En outre, sont autorisés neuf réseaux rassemblant des stations autorisées au titre des 92 fréquences régionales ou provinciales et des 478 fréquences locales.

12 - Contrôles internes du ‘Collège Syndical’, Conseil de Surveillance de la société composé de 41 membres reproduisant fidèlement les équilibres parlementaires et de son actionnaire, l'IRI, et externes du Ministère des Postes et Communications, de la Commission parlementaire d'orientation générale et de surveillance des services de radiodiffusion et de la Cour des Comptes en tant qu’entreprise publique.
A l’été 1994, le gouvernement de Sylvio Berlusconi adoptera une disposition confiant la nomination du Président de la RAI aux Présidents des deux chambres afin de limiter le contrôle direct des partis sur la Rai, réforme annulée en décembre 1995 par un amendement de la majorité de centre gauche du Parlement qui réintroduit le contrôle des partis sur la Rai.

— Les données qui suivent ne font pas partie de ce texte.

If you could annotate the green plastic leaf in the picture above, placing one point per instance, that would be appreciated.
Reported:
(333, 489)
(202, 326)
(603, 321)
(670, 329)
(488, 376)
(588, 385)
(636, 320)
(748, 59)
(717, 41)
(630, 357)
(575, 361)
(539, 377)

13 - Mediaset rassemble les activités audiovisuelles de la Fininvest dont les trois chaînes italiennes Canale5, Italia1 et Rete4, regroupées au sein de RTI (Reti Televisone Italiane), la régie Publitalia, la chaîne espagnole Telecinco, Videotime centre technique et administratif de production de programmes …

14 - Dans les années quatre vingt, la Démocratie Chrétienne ayant perdu le contrôle de la Rai et étant attaquée par les chaînes de Berlusconi alors proche du Parti Socialiste de Craxi, a tenté par deux fois, de créer ce troisième pôle en encourageant les projets Odeon TV soutenue par le géant de l’agro-alimentaire Parmalat, puis TMC-Italie soutenue par la Fiat d’Agnelli.

15 - Les prélèvements effectués sur les factures d’électricité au titre de la redevance, qui finance de l’ordre de 90 pour cent le budget de l’ERT, ont été réévalués et la publicité a été supprimée sur les antennes des deux premières chaînes publiques nationales, et maintenue sur ERT 3 chaîne régionale.

16 - Quatre opérateurs dominent le marché de la télévision nationale : Antenna 1, chaîne populaire lancée fin 1989 (22, 9 pour cent de parts de marché en 1998); Mega-Channel créée en novembre 1989 (19,9 pour cent de parts de marché en 1998); Skai (15,1%) et Star (14,9 pour cent).